Fangs for the Memories: C.M. Brown’s He Came For Me

                Another day, another vampire romance to review. This time it’s C.M. Brown’s He Came For Me, book one of The Protector series. Unlike Poison Apology, this book is not erotica and is instead more of a romantic adventure. However, I still need to put down a disclaimer. I am 100% certain that I am not the intended audience for this book, so please take my review with a very large grain of salt. Despite the fact that the vampire romance doesn’t appeal to me at all, I ended up enjoying He Came For Me as a fun twist on the genre that didn’t take itself too seriously.

                He Came For Me takes place in Queensland, Australia and concerns an average college student named Jasmine, nicknamed Jazz by her friends, who becomes involved with a bunch of mysterious pale-skinned newcomers to her school. Naturally, they’re a band of hunky vampires led by Seb (short for Sebastian). It turns out that these vampires are really from an alternate blood-sucking dimension and they’ve come to protect Jazz because she has some extra-dimensional vampire in her bloodline that makes her really important for the whole vampire race. A bunch of other vampires, led by Seb’s cousin Brennan, also shows up to capture Jazz for her power, and she finds herself thrust into the center of this bloodsucking conflict.

                On the surface, this story seems standard for paranormal fantasies, what with its average protagonist being thrust into a magical world as the chosen one, supernatural guardians and attackers, and vampire hunks. However, Brown’s got a good sense of humor about her vampires. These bloodsuckers hang around in their mansion watching Blade II and True Blood, and seem to enjoy emulating the fictional vamps they see on the big screen. When they go out to eat, the author likes to point out how they enjoy rare steaks and tomato soup. Also, they surf. That’s right, this book has some surfing vampires and I wish we spent more time watching them catching waves. Later on, Jazz goes through a portal to the vampire dimension and it’s like some weird Lisa Frank world of trippy rainbow colors, but filled with dangerous vampire politics. I definitely enjoyed the fact that He Came For Me was willing to go into those outrageous places.

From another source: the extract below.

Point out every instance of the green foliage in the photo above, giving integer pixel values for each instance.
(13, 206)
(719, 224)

                Unfortunately, the writing could have used a bit more work before publishing. A lot of run-on sentences and improperly used commas popped up. Many actions happened too fast, without adequate description and depth. Another problem? The frequent use of exclamation marks in the texts and dialogue. While it may seem cool to toss exclamation marks everywhere, it ends up making all the characters, including ancient vampires, seem like overexcited children.

                Another problem may just be inherent in the genre. Super hunky, compassionate, romantic vampires that combine great pecs with a heroic determination not to drink blood for fear of hurting the one they love are overdone and more than a little boring. Reading about Seb made me long for the conquering, determined Dracula or even the hideous, monstrous Noseferatu – vampires who wouldn’t be caught dead on the cover of Non-Threatening Boys Magazine. And why always vampires? He Came For Me takes place in Australia and I wish the author had used of that country’s amazing legends and folklore to create new creatures, instead of overused vampires. I kept on waiting for a bunyip, a Yowie (Australian bigfoot), or a dropbear (evil koalas) to show up, but these cool creatures appear to be casualties of vampire cultural imperialism.

                Still, I enjoyed Brown’s book and if you’re a fan of vampire romances, I urge you to check it out.